Доселе, прелестный друг мой, вы, я думаю, признавали за мной такую безупречность метода, которая доставит вам удовольствие, и вы убедитесь, что я ни в чем не отступил от истинных правил ведения этой войны, столь схожей, как мы часто замечали, с настоящей войной. Судите же обо мне, как о Тюренне[67] или Фридрихе[68]. Я заставил принять бой врага, ' стремившегося лишь выиграть время. Благодаря искусным маневрам я добился того, что сам выбрал поле битвы и занял удобные позиции, я сумел усыпить бдительность противника, чтобы легче добраться до его укрытия. Я сумел внушить страх еще до начала сражения. Я ни в чем не положился на случай, разве лишь тогда, когда риск сулил большие преимущества в случае успеха и когда у меня была уверенность, что я не останусь без ресурсов в случае поражения. Наконец, я начал военные действия, лишь имея обеспеченный тыл, что давало мне возможность прикрыть и сохранить все завоеванное раньше. Это, я полагаю, все, что можно сделать. Но сейчас я боюсь, что изнежился, как Ганнибал среди утех Капуи[69]. Вот что затем произошло.
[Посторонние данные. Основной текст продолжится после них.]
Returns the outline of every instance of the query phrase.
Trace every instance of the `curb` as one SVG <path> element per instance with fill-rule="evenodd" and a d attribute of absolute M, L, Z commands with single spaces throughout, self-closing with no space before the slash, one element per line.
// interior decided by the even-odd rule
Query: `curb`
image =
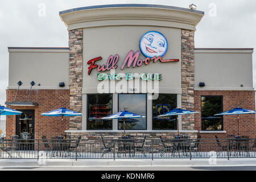
<path fill-rule="evenodd" d="M 256 159 L 232 159 L 229 160 L 217 159 L 216 163 L 210 164 L 209 159 L 158 159 L 155 160 L 139 159 L 80 159 L 56 160 L 47 159 L 45 164 L 40 164 L 36 159 L 20 160 L 7 159 L 0 160 L 0 168 L 46 168 L 46 167 L 246 167 L 256 166 Z"/>

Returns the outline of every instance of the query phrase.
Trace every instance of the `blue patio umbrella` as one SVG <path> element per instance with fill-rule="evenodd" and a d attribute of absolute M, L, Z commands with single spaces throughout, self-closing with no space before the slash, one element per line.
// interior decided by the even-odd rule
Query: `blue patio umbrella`
<path fill-rule="evenodd" d="M 122 110 L 118 113 L 113 114 L 104 118 L 102 119 L 122 119 L 122 121 L 123 121 L 123 131 L 124 135 L 125 136 L 125 121 L 127 118 L 144 118 L 144 116 L 139 115 L 137 114 L 129 112 L 127 110 Z"/>
<path fill-rule="evenodd" d="M 171 115 L 183 115 L 183 114 L 194 114 L 194 113 L 199 113 L 197 111 L 193 111 L 189 110 L 182 109 L 180 108 L 175 108 L 170 111 L 164 113 L 162 115 L 158 115 L 158 117 L 164 117 L 164 116 L 171 116 Z M 177 119 L 177 130 L 178 133 L 178 135 L 179 135 L 179 121 Z"/>
<path fill-rule="evenodd" d="M 242 107 L 235 107 L 233 109 L 221 113 L 214 114 L 214 115 L 237 114 L 237 124 L 238 125 L 238 135 L 239 135 L 239 114 L 255 114 L 255 113 L 256 113 L 256 111 L 255 110 L 243 109 Z"/>
<path fill-rule="evenodd" d="M 13 109 L 0 106 L 0 115 L 19 115 L 21 113 L 22 113 L 22 112 L 18 111 L 18 110 Z"/>
<path fill-rule="evenodd" d="M 52 117 L 61 117 L 61 121 L 63 121 L 63 117 L 64 116 L 82 115 L 82 113 L 79 113 L 65 107 L 60 107 L 58 109 L 42 113 L 41 115 Z"/>

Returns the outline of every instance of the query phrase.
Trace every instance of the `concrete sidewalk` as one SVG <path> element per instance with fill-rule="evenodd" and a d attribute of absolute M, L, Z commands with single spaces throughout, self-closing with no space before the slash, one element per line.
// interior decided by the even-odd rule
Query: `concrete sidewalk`
<path fill-rule="evenodd" d="M 0 168 L 64 167 L 233 167 L 256 166 L 256 159 L 1 159 Z"/>

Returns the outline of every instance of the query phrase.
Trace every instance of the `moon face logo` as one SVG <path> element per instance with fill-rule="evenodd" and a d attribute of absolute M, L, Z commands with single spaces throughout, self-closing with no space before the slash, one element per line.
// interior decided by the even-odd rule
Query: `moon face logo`
<path fill-rule="evenodd" d="M 163 56 L 168 49 L 167 40 L 161 33 L 151 31 L 142 36 L 139 48 L 146 57 Z"/>

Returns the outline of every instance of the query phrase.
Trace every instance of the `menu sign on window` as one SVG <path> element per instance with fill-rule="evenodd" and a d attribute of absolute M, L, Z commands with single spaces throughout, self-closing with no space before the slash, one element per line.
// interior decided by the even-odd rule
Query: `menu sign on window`
<path fill-rule="evenodd" d="M 100 119 L 111 114 L 108 105 L 91 105 L 89 108 L 90 119 Z"/>
<path fill-rule="evenodd" d="M 170 105 L 156 105 L 156 119 L 170 119 L 170 116 L 158 117 L 158 115 L 164 114 L 170 111 Z"/>

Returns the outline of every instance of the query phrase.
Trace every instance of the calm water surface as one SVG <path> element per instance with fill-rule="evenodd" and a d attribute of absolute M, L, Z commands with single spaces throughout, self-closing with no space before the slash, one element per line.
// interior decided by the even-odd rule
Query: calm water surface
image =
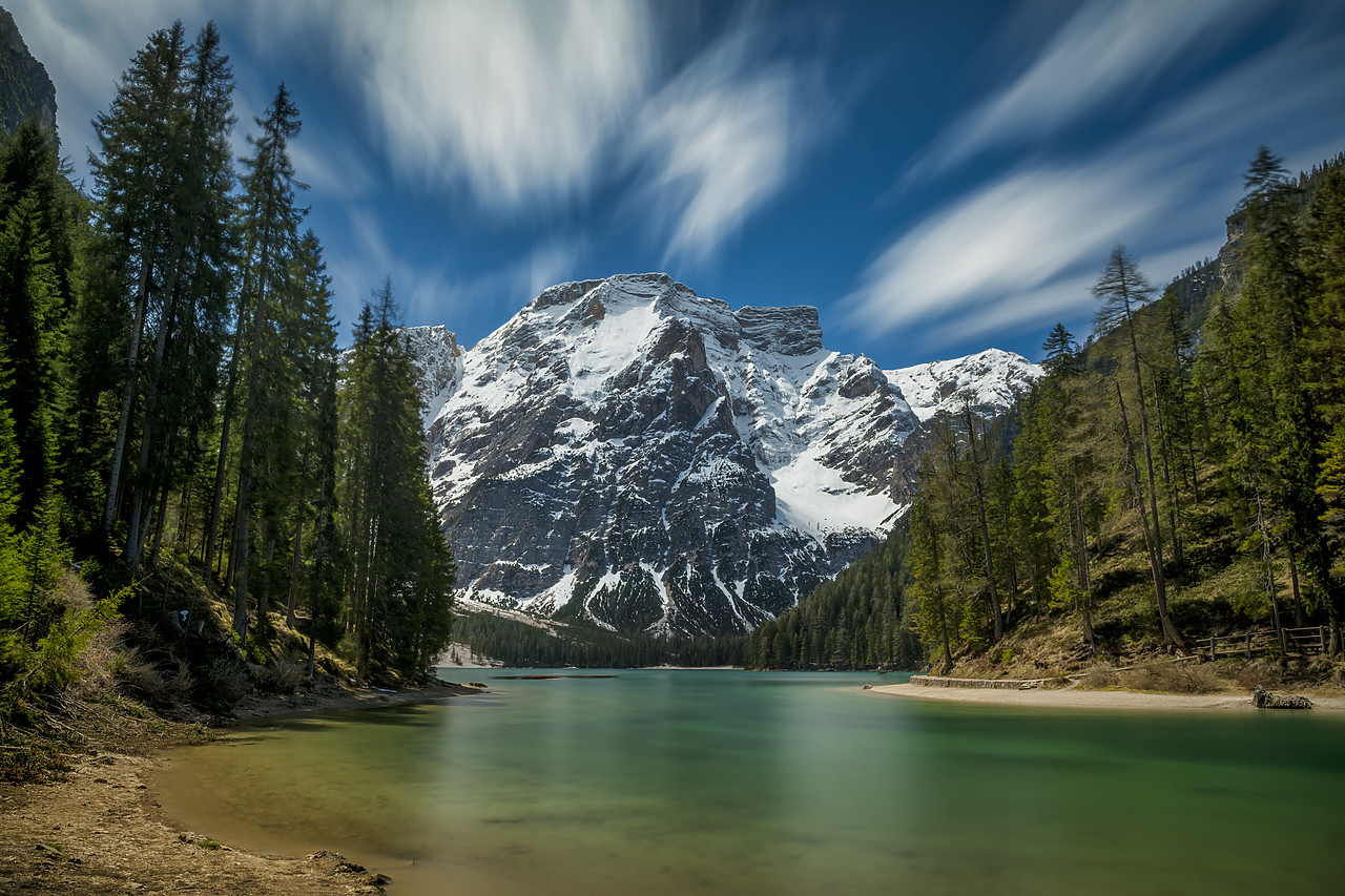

Я готов был к тому, что столь значительное событие не обойдется без обычных слез и выражений отчаяния. И если сперва я заметил у нее немного больше смущения и какую-то внутреннюю сосредоточенность, то приписал их тому, что она ведь — недотрога. Поэтому, не обращая внимания на эти легкие отклонения, которые считал чисто случайными, я пошел проторенной дорогой привычных утешений, вполне уверенный, что, как это обычно бывает, чувственность поможет чувству и что одним действием добьешься больше, чем любыми речами, которых я, впрочем, не жалел. Однако я столкнулся с сопротивлением, поистине ужасным, и не столько по его силе, сколько по форме, в которой оно проявилось.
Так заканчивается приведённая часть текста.